Firstly, the interest and passion for the supply chain field need to be generated at the grassroots level at schools, colleges and universities, where the next-generation workforce is molded. Industry and academia partnership is crucial for this. Secondly, existing supply chain management professionals need to upskill and reskill for what’s coming next. This is a requirement for everyone who is part of a supply chain — from shop-floor to top-floor.

From planning, analytics, manufacturing and product development to logistics and warehousing, the current and future workforce needs to learn and practice new processes, software tools and strategies. Companies, large and small, including startups, need to dedicate resources and invest in this endeavor if they want to cultivate and retain the best talent and build a competitive advantage.

Process

Supply chains have always been cost centers. If the business strategy is to minimize the costs at all costs, then the supply chain strategy would serve that without much regard for balancing the risks that are associated with such a strategy. You cannot predict the future, but hindsight is 20/20, and it tells us that we need to be ready for disruptions of all kinds. One important step in this direction is to have a playbook or framework for managing supply chain disruptions.

This playbook should have clear and actionable processes for managing supply chains — from strategic and operational plans to the execution of every function. As an example, what is the process, frequency and trigger for analyzing and redesigning the supply chain network to mitigate the risks of the next pandemic, geopolitical situation or trade war? What are the rules and actions to take when a key supplier factory catches fire or a shipping port is backed up?

Technology

For all the talk of artificial intelligence (AI) and machine learning (ML) in the supply chain, I believe in augmenting human intelligence with software technology to unlock supply chain potential. Supply chain planning and management using spreadsheets and email becomes exponentially complicated and unwieldy as days go by. Make it a priority to fix it before it implodes.

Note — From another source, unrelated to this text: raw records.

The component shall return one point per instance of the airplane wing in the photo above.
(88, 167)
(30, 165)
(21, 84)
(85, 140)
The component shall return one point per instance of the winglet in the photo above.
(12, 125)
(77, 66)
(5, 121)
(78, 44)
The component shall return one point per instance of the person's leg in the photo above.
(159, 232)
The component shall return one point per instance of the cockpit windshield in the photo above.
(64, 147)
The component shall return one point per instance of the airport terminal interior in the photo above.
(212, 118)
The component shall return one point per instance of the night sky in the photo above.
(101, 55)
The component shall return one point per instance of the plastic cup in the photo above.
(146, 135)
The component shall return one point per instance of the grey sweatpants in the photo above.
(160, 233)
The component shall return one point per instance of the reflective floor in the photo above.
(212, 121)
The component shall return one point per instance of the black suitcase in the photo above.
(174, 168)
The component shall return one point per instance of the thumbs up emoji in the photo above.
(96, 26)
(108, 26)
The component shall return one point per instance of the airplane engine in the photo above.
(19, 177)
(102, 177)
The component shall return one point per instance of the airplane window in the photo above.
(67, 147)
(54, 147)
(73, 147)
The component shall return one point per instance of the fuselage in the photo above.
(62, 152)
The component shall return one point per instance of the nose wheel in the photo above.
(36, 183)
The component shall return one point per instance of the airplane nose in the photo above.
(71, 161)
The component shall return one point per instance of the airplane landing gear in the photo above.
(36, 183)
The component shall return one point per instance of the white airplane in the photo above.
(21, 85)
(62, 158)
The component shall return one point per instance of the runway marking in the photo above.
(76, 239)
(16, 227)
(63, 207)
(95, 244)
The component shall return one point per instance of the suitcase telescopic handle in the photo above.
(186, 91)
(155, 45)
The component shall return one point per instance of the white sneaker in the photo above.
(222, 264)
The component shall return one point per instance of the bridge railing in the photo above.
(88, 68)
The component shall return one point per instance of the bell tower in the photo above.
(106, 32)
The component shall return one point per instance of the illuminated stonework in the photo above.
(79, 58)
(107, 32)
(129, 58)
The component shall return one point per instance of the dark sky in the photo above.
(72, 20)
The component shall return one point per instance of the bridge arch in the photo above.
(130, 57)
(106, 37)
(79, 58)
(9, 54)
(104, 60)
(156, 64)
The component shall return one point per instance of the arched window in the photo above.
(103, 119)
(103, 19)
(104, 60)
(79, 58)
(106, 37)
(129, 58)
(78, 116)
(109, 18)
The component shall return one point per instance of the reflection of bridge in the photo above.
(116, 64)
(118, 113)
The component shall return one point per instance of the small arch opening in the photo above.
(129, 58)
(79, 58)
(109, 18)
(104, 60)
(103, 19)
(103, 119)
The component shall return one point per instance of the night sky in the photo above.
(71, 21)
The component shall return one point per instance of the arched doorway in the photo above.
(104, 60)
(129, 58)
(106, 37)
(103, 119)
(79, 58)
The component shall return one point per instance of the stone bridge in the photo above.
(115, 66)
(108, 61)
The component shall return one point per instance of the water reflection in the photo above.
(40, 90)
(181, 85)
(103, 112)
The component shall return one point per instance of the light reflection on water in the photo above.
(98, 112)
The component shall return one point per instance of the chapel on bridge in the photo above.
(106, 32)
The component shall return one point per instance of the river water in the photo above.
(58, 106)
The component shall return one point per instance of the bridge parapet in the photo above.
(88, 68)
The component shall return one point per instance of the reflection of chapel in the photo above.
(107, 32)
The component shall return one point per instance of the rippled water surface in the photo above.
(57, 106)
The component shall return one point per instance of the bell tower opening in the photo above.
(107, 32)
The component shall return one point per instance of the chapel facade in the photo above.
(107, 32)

Put together a tiger team, a specialized and cross-functional group, with domain expertise in planning along with senior operational leaders. Use an evolutionary, step-by-step approach in supply chain digital transformation versus a revolutionary change. Automate non-value add tasks through robotic process automation (RPA), enable rapid what-if analysis and unify data models across the supply chain to optimize the operational performance. Once you have foundational solutions, stay focused on continuous improvement to make your planning team efficient and effective. The software technology needs to enhance the output, quality and speed of decision making.

I have highlighted just a few key important areas that supply chain professionals and leadership needs to invest their time and resources. There are of course more, but only a focused effort on these important aspects will ensure that we can plan, manage, improve and sustain the next generation of supply chains. There will always be urgent matters, but these important matters in the supply chain simply cannot be ignored anymore.